(Austin, Texas)—Senator Rodney Ellis (D-Houston) today voted against SB 1 as damaging to Texas schools and again called for a more responsible budget. Ellis offered amendments to remove costly tax loopholes — such as the high cost gas and early filer exemptions.
“We had another chance to get it right and failed,” said Ellis. “The Senate has voted for big oil companies and retailers and against Texas school children. The Senate voted for smoke and mirrors and to carry over huge deficits into the next session and to use the Rainy Day Fund to pay those bills and leave us unable to make the investments we need to win the future.”
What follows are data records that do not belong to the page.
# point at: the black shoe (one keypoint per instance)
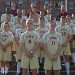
(17, 73)
(2, 74)
(6, 74)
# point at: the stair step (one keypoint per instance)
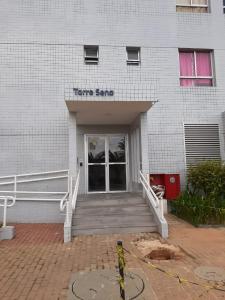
(114, 230)
(110, 202)
(112, 213)
(93, 221)
(112, 210)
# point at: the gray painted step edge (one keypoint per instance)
(114, 210)
(115, 230)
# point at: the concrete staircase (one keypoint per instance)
(112, 213)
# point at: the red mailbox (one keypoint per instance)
(171, 182)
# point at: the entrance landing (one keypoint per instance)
(112, 213)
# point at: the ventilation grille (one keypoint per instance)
(202, 142)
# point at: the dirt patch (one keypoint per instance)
(158, 250)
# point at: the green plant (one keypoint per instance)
(207, 180)
(203, 201)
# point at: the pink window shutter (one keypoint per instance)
(203, 64)
(204, 68)
(186, 67)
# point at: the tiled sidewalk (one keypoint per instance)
(37, 265)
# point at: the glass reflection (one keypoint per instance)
(117, 149)
(96, 150)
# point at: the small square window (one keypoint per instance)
(196, 68)
(91, 54)
(133, 56)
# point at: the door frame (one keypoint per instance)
(106, 136)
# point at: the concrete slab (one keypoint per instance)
(7, 233)
(103, 285)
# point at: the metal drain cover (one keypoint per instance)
(103, 285)
(211, 273)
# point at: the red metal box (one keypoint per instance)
(171, 182)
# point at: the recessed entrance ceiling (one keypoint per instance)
(107, 112)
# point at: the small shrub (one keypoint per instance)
(203, 201)
(207, 180)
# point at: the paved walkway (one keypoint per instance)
(37, 265)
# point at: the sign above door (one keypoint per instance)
(93, 92)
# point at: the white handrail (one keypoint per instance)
(70, 204)
(35, 174)
(149, 190)
(74, 198)
(155, 202)
(63, 202)
(156, 205)
(42, 176)
(6, 205)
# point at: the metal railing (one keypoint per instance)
(5, 205)
(13, 193)
(69, 204)
(156, 204)
(15, 180)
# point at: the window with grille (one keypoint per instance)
(196, 68)
(133, 55)
(91, 54)
(202, 143)
(200, 6)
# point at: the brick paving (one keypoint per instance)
(37, 265)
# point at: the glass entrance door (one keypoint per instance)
(96, 164)
(107, 163)
(117, 163)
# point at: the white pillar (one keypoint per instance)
(144, 142)
(72, 144)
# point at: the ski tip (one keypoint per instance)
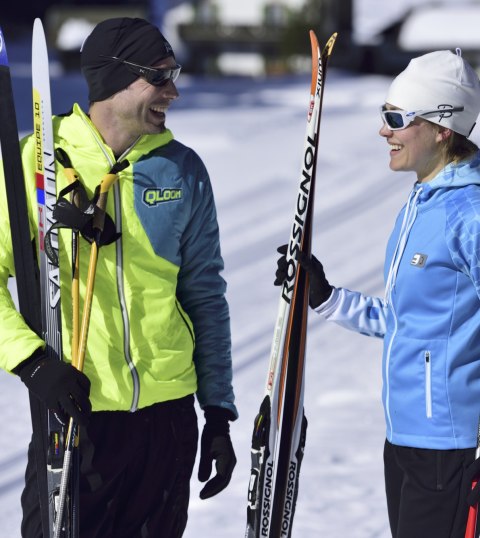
(331, 42)
(3, 50)
(313, 38)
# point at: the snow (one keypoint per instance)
(462, 21)
(249, 133)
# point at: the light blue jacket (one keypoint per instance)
(430, 315)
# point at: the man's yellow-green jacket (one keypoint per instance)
(160, 327)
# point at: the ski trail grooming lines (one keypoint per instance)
(471, 530)
(80, 340)
(279, 432)
(25, 261)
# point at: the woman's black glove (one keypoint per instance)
(216, 445)
(473, 473)
(320, 289)
(64, 389)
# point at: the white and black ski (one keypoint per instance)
(25, 262)
(279, 432)
(63, 520)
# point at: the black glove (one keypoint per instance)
(64, 389)
(320, 289)
(216, 445)
(472, 473)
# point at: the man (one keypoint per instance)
(159, 329)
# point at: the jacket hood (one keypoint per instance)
(455, 175)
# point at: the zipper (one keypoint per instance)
(428, 383)
(119, 274)
(387, 369)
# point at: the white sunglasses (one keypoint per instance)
(399, 119)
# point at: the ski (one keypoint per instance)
(279, 431)
(25, 262)
(67, 524)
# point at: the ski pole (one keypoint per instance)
(72, 177)
(79, 358)
(471, 529)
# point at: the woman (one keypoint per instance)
(430, 315)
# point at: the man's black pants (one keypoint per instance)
(135, 471)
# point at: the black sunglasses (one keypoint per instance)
(153, 75)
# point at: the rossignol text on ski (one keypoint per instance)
(279, 432)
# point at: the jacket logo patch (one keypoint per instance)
(419, 260)
(154, 197)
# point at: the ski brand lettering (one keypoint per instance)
(267, 498)
(299, 218)
(153, 197)
(288, 506)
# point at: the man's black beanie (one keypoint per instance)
(132, 39)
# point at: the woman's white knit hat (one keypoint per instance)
(442, 80)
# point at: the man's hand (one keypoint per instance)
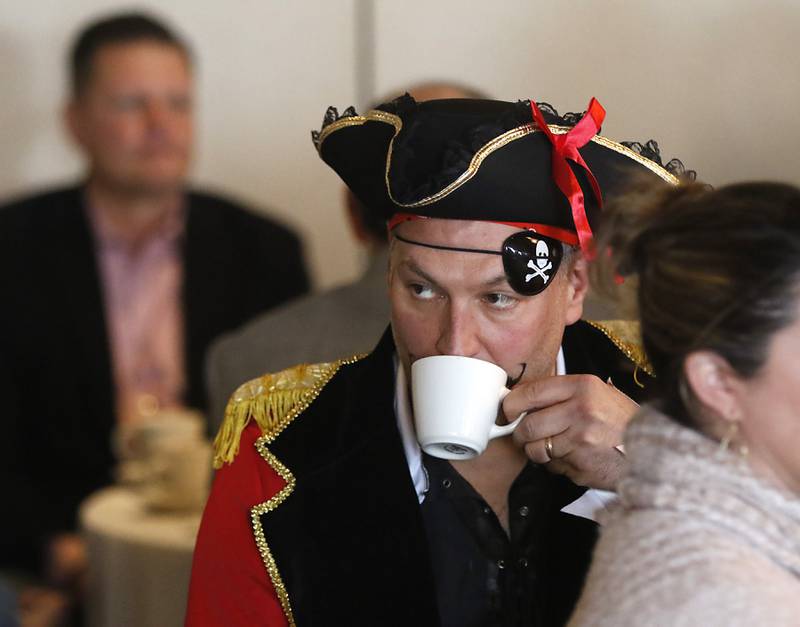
(584, 419)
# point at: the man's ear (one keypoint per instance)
(577, 286)
(716, 386)
(73, 123)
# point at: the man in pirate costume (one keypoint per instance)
(324, 510)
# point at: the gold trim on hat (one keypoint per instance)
(487, 149)
(505, 139)
(374, 115)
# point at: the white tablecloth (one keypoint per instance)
(139, 561)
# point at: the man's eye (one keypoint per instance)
(423, 292)
(180, 103)
(500, 301)
(127, 103)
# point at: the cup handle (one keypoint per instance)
(497, 431)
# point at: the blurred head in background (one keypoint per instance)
(719, 287)
(130, 107)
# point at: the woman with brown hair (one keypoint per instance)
(706, 530)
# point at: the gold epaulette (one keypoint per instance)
(273, 401)
(627, 337)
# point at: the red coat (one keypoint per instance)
(230, 585)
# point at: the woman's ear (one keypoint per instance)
(716, 386)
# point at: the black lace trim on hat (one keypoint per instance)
(331, 116)
(650, 150)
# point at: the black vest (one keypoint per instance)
(350, 543)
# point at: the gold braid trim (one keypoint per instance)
(269, 400)
(273, 401)
(626, 336)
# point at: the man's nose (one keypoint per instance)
(458, 334)
(158, 116)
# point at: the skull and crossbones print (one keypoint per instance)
(542, 264)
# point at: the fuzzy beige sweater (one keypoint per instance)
(695, 539)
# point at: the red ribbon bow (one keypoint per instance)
(566, 147)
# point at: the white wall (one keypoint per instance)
(266, 72)
(717, 82)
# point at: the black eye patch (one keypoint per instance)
(530, 260)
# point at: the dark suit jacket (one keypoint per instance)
(349, 541)
(57, 405)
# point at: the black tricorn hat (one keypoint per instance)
(482, 160)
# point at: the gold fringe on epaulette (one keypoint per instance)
(272, 401)
(626, 336)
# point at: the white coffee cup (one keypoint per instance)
(456, 402)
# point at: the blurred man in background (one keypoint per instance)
(322, 327)
(115, 287)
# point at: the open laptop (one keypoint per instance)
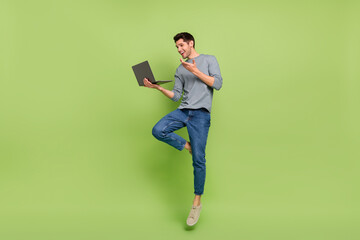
(143, 70)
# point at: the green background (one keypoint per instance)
(77, 158)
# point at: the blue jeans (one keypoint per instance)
(197, 122)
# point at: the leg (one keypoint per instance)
(164, 129)
(198, 128)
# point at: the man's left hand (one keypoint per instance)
(189, 66)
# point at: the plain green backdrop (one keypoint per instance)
(77, 158)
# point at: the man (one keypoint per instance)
(196, 78)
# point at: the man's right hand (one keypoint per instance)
(166, 92)
(148, 84)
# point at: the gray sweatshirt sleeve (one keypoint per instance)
(214, 71)
(178, 88)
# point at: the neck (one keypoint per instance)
(193, 54)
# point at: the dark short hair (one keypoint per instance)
(187, 37)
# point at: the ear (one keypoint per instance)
(191, 43)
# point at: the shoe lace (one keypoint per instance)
(193, 212)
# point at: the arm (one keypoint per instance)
(214, 80)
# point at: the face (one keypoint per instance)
(184, 48)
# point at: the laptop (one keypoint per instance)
(143, 70)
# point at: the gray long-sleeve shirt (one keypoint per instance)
(196, 93)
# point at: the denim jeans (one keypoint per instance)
(197, 122)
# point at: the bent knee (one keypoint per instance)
(157, 133)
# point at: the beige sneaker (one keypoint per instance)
(194, 215)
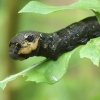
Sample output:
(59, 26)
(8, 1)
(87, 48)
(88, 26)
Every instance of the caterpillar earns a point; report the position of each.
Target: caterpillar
(31, 43)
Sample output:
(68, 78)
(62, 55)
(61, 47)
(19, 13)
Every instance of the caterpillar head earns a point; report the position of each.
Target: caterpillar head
(24, 45)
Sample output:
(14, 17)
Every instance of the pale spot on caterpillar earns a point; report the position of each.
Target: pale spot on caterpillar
(28, 47)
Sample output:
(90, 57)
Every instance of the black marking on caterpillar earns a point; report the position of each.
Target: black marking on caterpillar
(30, 43)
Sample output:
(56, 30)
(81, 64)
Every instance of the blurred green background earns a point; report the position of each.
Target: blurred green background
(81, 81)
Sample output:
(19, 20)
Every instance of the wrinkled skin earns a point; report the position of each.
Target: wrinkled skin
(30, 43)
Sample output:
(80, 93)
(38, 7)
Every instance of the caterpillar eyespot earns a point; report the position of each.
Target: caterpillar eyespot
(51, 45)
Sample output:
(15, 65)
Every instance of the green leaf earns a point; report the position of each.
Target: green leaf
(48, 71)
(92, 51)
(37, 7)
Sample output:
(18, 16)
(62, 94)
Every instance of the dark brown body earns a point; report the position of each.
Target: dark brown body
(64, 40)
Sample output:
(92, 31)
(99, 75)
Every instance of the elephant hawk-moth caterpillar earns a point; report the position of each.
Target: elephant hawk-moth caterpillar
(31, 43)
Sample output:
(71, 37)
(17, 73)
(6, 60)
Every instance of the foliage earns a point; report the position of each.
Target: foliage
(52, 71)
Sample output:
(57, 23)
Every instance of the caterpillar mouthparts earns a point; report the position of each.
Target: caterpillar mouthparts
(30, 43)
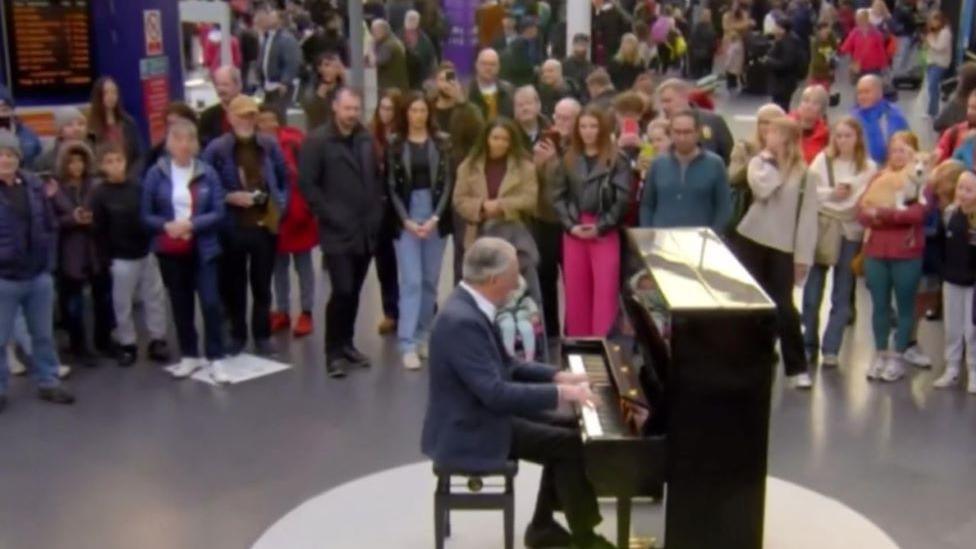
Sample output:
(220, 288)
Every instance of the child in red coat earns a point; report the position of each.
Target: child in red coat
(297, 235)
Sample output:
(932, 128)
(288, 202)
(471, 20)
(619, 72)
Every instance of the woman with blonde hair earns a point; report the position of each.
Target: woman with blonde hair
(893, 244)
(777, 236)
(627, 65)
(843, 170)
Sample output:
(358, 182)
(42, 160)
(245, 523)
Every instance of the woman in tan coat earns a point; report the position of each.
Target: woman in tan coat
(497, 181)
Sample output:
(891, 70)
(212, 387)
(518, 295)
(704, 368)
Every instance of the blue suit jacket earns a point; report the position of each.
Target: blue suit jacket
(476, 389)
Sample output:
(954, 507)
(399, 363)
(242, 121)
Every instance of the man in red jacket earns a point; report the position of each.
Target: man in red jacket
(811, 114)
(298, 233)
(955, 135)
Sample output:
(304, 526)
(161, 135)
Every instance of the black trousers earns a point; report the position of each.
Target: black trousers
(773, 270)
(71, 301)
(249, 257)
(185, 277)
(386, 273)
(559, 449)
(549, 241)
(347, 272)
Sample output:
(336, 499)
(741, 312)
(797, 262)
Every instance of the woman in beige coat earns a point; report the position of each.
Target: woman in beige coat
(497, 181)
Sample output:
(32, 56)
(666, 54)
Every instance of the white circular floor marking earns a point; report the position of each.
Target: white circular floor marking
(394, 508)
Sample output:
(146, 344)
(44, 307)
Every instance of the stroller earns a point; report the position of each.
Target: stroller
(518, 235)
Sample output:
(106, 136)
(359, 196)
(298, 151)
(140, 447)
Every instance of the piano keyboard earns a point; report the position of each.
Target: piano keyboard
(591, 419)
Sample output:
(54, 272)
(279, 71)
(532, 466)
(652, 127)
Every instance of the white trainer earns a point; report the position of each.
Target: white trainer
(914, 356)
(186, 368)
(411, 361)
(894, 369)
(949, 378)
(800, 381)
(218, 372)
(877, 367)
“We have set the precedent that the Rainy Day Fund cannot be used even under the most dire fiscal circumstances,” continued Ellis. “We are balancing the budget by pretending we will get money from the federal government, by passing the buck down to local governments, or just by kicking the can down the road with deferrals. It is dishonest, immoral and Texas families will pay the price.”
SB 1 is full of one-time accounting tricks that will dig a deep hole for the 83rd Texas Legislature, including:
* $2.3 billion deferral of the August 2013 Foundation School Program payment;
* $403 million deferral of the July and August 2013 motor fuel tax transfers;
* $231 million for advanced collection of sales taxes;
* $67 million for advanced collection of motor fuels taxes; and
* $17 million for advanced collection of alcohol taxes
The main purpose of SB 1, other than to provide a vehicle for the school finance changes, is to carry forward the deficit and put off true tough decisions until January 2013. This bill provides exactly how $4 billion in cuts to public education will be spread amongst our school districts.
For Houston-area school districts, this means:
* $205 million less for Houston ISD
* $23 million less for Alief ISD
* $45 million less for Fort Bend ISD
* $3 million less for North Forest ISD
* $3 million less for Stafford MSD
The school-finance deal marks a retreat from the state’s commitment to the education of Texas schoolchildren. The budget projects that the percentage of campuses meeting the federal “adequate yearly progress” standard will drop to 61 percent by fiscal 2013 from the current level of 85 percent. The performance target for graduation rates is expected to rise a paltry one-tenth of 1 percent from fiscal 2012 to fiscal 2013, to 81.1 percent. At that pace, it would take our schools 90 years to bring the graduation rate up to 90 percent.
Ellis amendments would have:
1. Ended the huge giveaways to business, like the early filer tax break. Texas gave retailers a tax break of over $200M last year simply to file their sales tax on time. We gave them another $200M to file them early, and we gave another $65 million to businesses who pay their fuel taxes on time. There shouldn’t be such a huge reward for doing what you are supposed to do.
2. Eliminated the so-called “high cost” natural gas tax loophole. Texas gave away over $7.4 Billion in tax giveaways from 2004-09 to Natural gas producers who already profit in the billions, because their lobbyists have been able to maintain an antiquated definition of “high cost” gas in the code. From new drills established in 2009 alone, we will lose another $7.9B over the next 10 years.
This ‘tax incentive’ was created in 1989 to help companies with the costs of drilling high cost wells, which made sense then, but now virtually every new well produced is a so-called ‘high cost’ well. Mom and Pop producers are not getting this tax break, major oil companies are. One huge oil company saved $113.8 million in FY 2010, while reporting net profits of $4.6 billion. A subsidiary of another of the world’s largest oil companies saved $113.2 million.
“We could have budgeted responsibly. We could have acted responsibly by getting rid of tax loopholes that rip-off Texans and benefit those already making out like bandits,” said Ellis. “There are many things we could have done that would have made these accounting tricks unnecessary and would not leave another huge deficit for future legislature.”